OpenID Connect 1.0 (OIDC) is a simple identity protocol over OAuth 2.0. You can configure your Liberty applications to use Single Sign-on with Google so that users of your applications can log in with their Google accounts.

Authors: Bill O’Donnell (bill.odonnell@us.ibm.com), Chunlong Liang (liangch@us.ibm.com), Hiroko Takamiya (htakamiy@us.ibm.com)

OpenID Connect (OIDC) is becoming the accepted Internet Single Sign-on (SSO) protocol, and it works well with cloud, mobile, and native applications. OIDC lets a client application (such as a cloud or mobile application) request the identity of the user as an ID token in a standardized, REST-like manner. In addition, the client application can use access tokens to access REST-like Services.
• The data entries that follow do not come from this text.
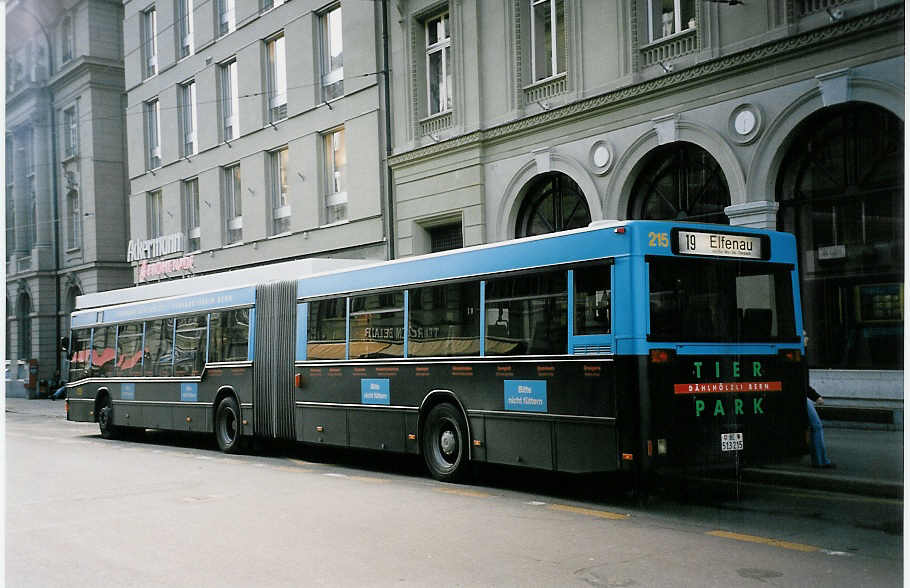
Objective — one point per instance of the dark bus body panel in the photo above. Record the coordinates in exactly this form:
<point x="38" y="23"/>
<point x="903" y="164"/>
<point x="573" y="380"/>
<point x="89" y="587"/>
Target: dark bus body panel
<point x="696" y="399"/>
<point x="577" y="433"/>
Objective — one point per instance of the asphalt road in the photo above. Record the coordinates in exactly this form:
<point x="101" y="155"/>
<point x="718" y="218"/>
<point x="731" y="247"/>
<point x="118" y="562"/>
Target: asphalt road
<point x="167" y="510"/>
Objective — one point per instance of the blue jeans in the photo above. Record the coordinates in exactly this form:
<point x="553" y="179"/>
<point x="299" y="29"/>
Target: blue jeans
<point x="817" y="449"/>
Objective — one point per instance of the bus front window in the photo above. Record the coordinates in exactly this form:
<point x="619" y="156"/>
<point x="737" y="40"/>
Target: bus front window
<point x="714" y="300"/>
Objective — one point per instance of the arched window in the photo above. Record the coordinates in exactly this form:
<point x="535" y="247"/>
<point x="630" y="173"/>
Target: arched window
<point x="24" y="312"/>
<point x="841" y="193"/>
<point x="680" y="181"/>
<point x="74" y="221"/>
<point x="552" y="202"/>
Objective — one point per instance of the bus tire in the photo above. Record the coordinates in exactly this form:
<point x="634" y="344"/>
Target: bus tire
<point x="106" y="420"/>
<point x="444" y="442"/>
<point x="227" y="425"/>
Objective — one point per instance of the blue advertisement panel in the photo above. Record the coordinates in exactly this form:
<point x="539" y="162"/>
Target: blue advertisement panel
<point x="374" y="391"/>
<point x="525" y="395"/>
<point x="189" y="392"/>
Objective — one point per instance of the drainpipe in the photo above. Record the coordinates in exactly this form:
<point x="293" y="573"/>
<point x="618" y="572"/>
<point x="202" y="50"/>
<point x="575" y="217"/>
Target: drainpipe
<point x="390" y="212"/>
<point x="55" y="172"/>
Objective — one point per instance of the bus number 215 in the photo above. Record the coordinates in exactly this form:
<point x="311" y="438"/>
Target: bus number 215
<point x="658" y="240"/>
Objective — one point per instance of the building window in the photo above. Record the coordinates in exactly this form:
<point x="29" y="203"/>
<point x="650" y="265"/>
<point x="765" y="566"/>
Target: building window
<point x="336" y="199"/>
<point x="149" y="41"/>
<point x="184" y="28"/>
<point x="230" y="103"/>
<point x="67" y="53"/>
<point x="281" y="207"/>
<point x="548" y="38"/>
<point x="188" y="117"/>
<point x="553" y="202"/>
<point x="278" y="81"/>
<point x="156" y="214"/>
<point x="152" y="135"/>
<point x="445" y="237"/>
<point x="439" y="65"/>
<point x="233" y="210"/>
<point x="332" y="55"/>
<point x="71" y="132"/>
<point x="270" y="4"/>
<point x="226" y="23"/>
<point x="668" y="17"/>
<point x="191" y="214"/>
<point x="74" y="221"/>
<point x="681" y="181"/>
<point x="841" y="192"/>
<point x="25" y="326"/>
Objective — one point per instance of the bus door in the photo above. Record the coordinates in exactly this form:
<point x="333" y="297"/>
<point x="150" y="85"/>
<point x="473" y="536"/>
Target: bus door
<point x="273" y="363"/>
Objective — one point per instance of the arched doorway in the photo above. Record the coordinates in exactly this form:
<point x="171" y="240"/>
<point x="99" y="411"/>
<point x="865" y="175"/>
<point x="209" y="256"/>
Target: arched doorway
<point x="552" y="202"/>
<point x="840" y="191"/>
<point x="680" y="181"/>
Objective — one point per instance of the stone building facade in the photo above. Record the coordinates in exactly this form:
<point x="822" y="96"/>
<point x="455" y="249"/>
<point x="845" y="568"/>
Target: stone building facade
<point x="519" y="117"/>
<point x="65" y="168"/>
<point x="255" y="133"/>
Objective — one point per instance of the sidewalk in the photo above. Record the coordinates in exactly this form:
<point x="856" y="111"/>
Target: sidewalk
<point x="869" y="462"/>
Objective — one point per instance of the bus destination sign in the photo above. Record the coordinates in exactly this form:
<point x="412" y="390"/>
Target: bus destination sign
<point x="719" y="245"/>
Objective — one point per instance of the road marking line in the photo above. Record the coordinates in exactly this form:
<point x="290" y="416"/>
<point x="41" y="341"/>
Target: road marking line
<point x="296" y="470"/>
<point x="765" y="541"/>
<point x="603" y="514"/>
<point x="471" y="493"/>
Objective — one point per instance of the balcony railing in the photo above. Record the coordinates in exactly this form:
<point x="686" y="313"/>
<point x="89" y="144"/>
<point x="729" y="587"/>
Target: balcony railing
<point x="545" y="89"/>
<point x="434" y="124"/>
<point x="670" y="48"/>
<point x="805" y="7"/>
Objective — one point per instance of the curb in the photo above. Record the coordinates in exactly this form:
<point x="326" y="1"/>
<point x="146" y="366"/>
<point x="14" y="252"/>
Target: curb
<point x="826" y="481"/>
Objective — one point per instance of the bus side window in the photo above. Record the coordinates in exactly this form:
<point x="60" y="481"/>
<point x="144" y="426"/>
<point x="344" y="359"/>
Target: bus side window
<point x="159" y="345"/>
<point x="189" y="346"/>
<point x="527" y="314"/>
<point x="592" y="300"/>
<point x="129" y="349"/>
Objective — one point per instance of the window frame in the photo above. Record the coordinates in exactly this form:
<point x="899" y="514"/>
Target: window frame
<point x="191" y="224"/>
<point x="188" y="119"/>
<point x="677" y="20"/>
<point x="185" y="29"/>
<point x="444" y="47"/>
<point x="332" y="78"/>
<point x="279" y="191"/>
<point x="335" y="176"/>
<point x="155" y="224"/>
<point x="277" y="82"/>
<point x="152" y="110"/>
<point x="232" y="200"/>
<point x="229" y="100"/>
<point x="553" y="35"/>
<point x="149" y="39"/>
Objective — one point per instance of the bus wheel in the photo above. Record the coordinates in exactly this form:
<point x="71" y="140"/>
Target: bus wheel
<point x="445" y="443"/>
<point x="106" y="420"/>
<point x="227" y="425"/>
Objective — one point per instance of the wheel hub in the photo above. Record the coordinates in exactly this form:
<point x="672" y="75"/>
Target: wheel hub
<point x="447" y="442"/>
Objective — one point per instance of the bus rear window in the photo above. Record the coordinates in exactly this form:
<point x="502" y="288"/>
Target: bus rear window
<point x="711" y="300"/>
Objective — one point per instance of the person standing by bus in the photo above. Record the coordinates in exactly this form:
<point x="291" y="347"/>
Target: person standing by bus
<point x="817" y="439"/>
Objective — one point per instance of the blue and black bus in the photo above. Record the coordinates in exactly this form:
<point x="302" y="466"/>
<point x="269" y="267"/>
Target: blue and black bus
<point x="626" y="346"/>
Liberty can be configured as an OpenID Connect Provider or as a OpenID Connect Relying Party:

  • Liberty OIDC Provider – A dedicated Liberty instance can be configured as an OIDC provider (OP) and a Single Sign-on (SSO) server. Any client application can call an OP-hosted RESTful security service to request or verify end user identity and user profiles.
  • Liberty OIDC Relying Party – A Liberty instance can be configured as an OIDC relying party to take advantage of web SSO and use an OIDC provider as an identity provider. The Liberty security container can then call an OIDC OP to verify the identity of the end-user, instead of having the Liberty security container handle the user verification.

Configuring Liberty for Single Sign-on with Google

This article shows how to configure Liberty as an OIDC relying party to work with Google OpenID Connect provider. With this configuration, Liberty profile delegates user authentication to the Google OpenID Connect provider, and the application user is authenticated with their Google account. For more information, see our developerWorks article.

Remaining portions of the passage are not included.